Ceremony of Deception by Jannifer Hoffman
Moments later the drums signaled the beginning of the ceremony. It was time. The fear
that Jessie had so carefully veiled now jumped to her throat. Misgivings descended on
her. Maybe Samar was right, this idea was insane and the men would kill her the first
chance they got. White men, after all, did not need a reason to kill. Her stomach
lurched and she swallowed hard to quell the rising nausea.
“Are you ready?” Lishana asked.
Jessie took a deep breath, turning to Kintoca. “Will you please get Paco ready.
Make sure there is nothing on him that will give me away. I will need an Indian saddle
and tie this to it.” She handed him the bundle of belongings she’d packed earlier.
“It will be done,” he said hesitating, then quickly added, “Be careful, Neeva, I have
become very fond of you and I do not wish to see further harm come to you.”
She grasped his arms. “Thank you, Kintoca, you have been a true and faithful friend.

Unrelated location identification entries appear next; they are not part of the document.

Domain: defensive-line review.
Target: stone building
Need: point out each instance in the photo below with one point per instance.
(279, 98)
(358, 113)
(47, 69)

Do not worry, I will be careful.”
Scott Cordell, followed by Buck Mallory, was led to the center of the perimeter. Giggling
children crowded close snatching curious glimpses at the mysterious white men. This
occasion was quite different from the one that had taken place the night before. There
were no fires and no dances of celebration, only the monotone beat of a single drum and the
inquisitive stares of the spectators who were forming a line between the prisoners and the
lodge that housed the bride.
“Stop grumbling, Scottie,” Buck quipped, “she might not be too bad.”
Scott was not amused. “You can afford to talk so bloody smart. You’re not the one
in this mess. And by the way, why was I chosen to be the groom. Why not you?
And is it my imagination or are all these people laughing? So help me if this is some
kind of a joke you clowning Irishman—”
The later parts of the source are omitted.